The outback of North America - Metro US

The outback of North America

You’d almost think you were somewhere in the middle of the Australian outback, but acres of sand, leaping lizards and miles of cacti are only as far as trendy Scottsdale, Arizona.

It was amazing to discover only a few minutes walk behind Scottsdale’s upscale Four Seasons hotel lies a whole other barren world. More than 200,000 tourists visit this wild area every year to scale the rocky desert mountain known as Pinnacle Peak. Believe me, this is no easy task, especially when’s it’s 30C in the shade.

On the way up I encountered wild desert jackrabbits, lizards galore and even spotted an elusive javelina pig, well known to the desert locals. After hiking straight uphill for more than an hour, I found myself out of breath and a bit embarrassed, when a group of seniors suddenly jogged by me without so much as a gasp.

The pinnacle hike is worth the effort, though, if only for the million dollar panoramic view of the desert. Feeling emboldened by my brush with nature, my next adventure was nothing short of a blast — literally.

Desert Wolf adventures offers truly the most spectacular back road tour I’ve ever been on. They actually trusted me to drive my own custom desert dune buggy called a Tomcar, through some of the bumpiest, roughest, downright gut churning terrain a city boy has ever experienced.

These remote desert roads — if you can call them that — are so full of giant potholes and giant boulders, it’s like an extended roller coaster ride.

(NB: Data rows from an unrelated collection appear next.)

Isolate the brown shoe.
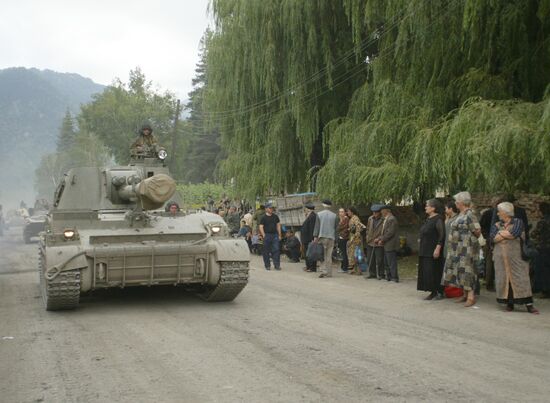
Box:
[455,297,466,304]
[464,299,476,308]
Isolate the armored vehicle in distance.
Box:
[39,150,250,310]
[23,199,49,243]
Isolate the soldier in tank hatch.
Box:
[130,122,158,157]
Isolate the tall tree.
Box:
[184,30,222,183]
[206,0,550,201]
[57,109,76,151]
[204,0,367,196]
[77,68,182,166]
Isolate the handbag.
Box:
[519,237,539,262]
[306,242,325,262]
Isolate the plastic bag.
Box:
[353,246,366,264]
[306,242,325,262]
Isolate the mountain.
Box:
[0,67,104,204]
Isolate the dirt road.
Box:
[0,229,550,402]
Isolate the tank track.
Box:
[38,246,80,311]
[200,262,249,302]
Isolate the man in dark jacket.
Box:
[300,203,317,271]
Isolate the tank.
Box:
[39,150,250,310]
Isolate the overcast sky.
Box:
[0,0,210,99]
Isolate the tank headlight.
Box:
[63,229,76,241]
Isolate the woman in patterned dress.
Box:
[491,202,539,314]
[444,192,481,307]
[346,207,365,275]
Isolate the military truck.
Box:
[39,149,250,310]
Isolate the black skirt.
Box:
[416,256,444,292]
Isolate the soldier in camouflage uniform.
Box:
[130,123,158,157]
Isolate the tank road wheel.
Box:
[38,248,80,311]
[199,262,248,302]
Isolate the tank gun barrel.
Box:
[111,174,176,210]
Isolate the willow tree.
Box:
[203,0,366,195]
[319,0,550,200]
[207,0,550,201]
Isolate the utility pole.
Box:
[170,99,180,175]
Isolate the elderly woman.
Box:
[531,202,550,298]
[491,202,539,314]
[443,192,481,307]
[346,207,365,275]
[416,199,445,301]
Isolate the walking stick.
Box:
[367,247,378,278]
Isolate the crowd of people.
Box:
[221,192,550,314]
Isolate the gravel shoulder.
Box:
[0,230,550,402]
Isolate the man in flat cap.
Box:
[313,199,338,278]
[260,203,282,270]
[364,204,384,280]
[375,205,399,283]
[300,202,317,272]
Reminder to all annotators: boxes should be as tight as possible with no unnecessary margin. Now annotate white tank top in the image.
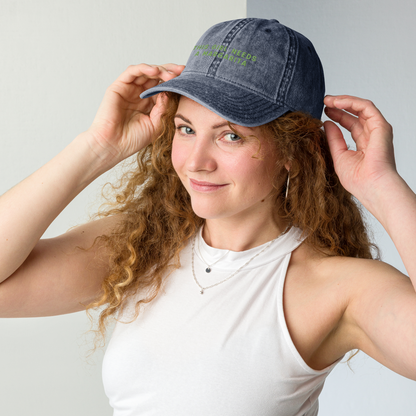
[103,227,340,416]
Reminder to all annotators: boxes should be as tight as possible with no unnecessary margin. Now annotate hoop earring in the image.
[285,172,290,199]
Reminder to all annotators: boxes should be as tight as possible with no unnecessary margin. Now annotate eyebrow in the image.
[174,113,233,129]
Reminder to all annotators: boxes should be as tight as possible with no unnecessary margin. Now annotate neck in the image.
[202,214,287,251]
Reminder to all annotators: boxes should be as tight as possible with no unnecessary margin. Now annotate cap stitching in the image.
[276,27,298,105]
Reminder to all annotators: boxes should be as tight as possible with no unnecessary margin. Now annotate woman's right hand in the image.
[87,64,185,165]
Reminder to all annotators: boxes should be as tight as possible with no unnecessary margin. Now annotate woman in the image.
[0,19,416,415]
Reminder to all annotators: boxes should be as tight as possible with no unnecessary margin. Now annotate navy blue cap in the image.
[140,18,325,127]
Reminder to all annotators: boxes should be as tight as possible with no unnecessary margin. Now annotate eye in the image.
[176,126,195,135]
[223,133,241,143]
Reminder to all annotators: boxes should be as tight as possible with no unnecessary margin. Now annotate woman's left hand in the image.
[324,95,397,202]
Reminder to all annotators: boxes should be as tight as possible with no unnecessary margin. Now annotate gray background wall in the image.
[0,0,416,416]
[247,0,416,416]
[0,0,246,416]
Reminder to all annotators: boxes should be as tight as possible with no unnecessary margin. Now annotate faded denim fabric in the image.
[141,18,325,127]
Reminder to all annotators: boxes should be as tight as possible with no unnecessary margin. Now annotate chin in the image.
[192,202,227,220]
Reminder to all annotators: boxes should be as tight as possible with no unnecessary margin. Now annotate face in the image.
[172,97,275,224]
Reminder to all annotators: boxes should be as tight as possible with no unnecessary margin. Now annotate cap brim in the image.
[140,73,291,127]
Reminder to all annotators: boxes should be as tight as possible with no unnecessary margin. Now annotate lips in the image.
[189,178,227,192]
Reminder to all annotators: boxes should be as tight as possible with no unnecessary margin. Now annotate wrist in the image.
[360,172,416,229]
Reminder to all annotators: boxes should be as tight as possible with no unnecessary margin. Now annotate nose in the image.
[186,135,217,172]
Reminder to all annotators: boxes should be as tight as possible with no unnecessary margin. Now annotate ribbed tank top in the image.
[103,227,340,416]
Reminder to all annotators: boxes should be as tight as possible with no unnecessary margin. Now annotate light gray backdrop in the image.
[247,0,416,416]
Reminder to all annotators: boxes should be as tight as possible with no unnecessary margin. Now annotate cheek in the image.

Way out in the middle of the desert we visited an ancient Indian fort, high atop a bluff, with a view of hundreds of famous Saguaro cactus almost resembling an army below us.

These strange giant cacti are so rare and valuable, a full grown one can fetch thousands of dollars. But out here in the heart of the Senoran desert they stood proud and plentiful as far as the eye could see. This sight alone is worth the trip to Arizona’s outback.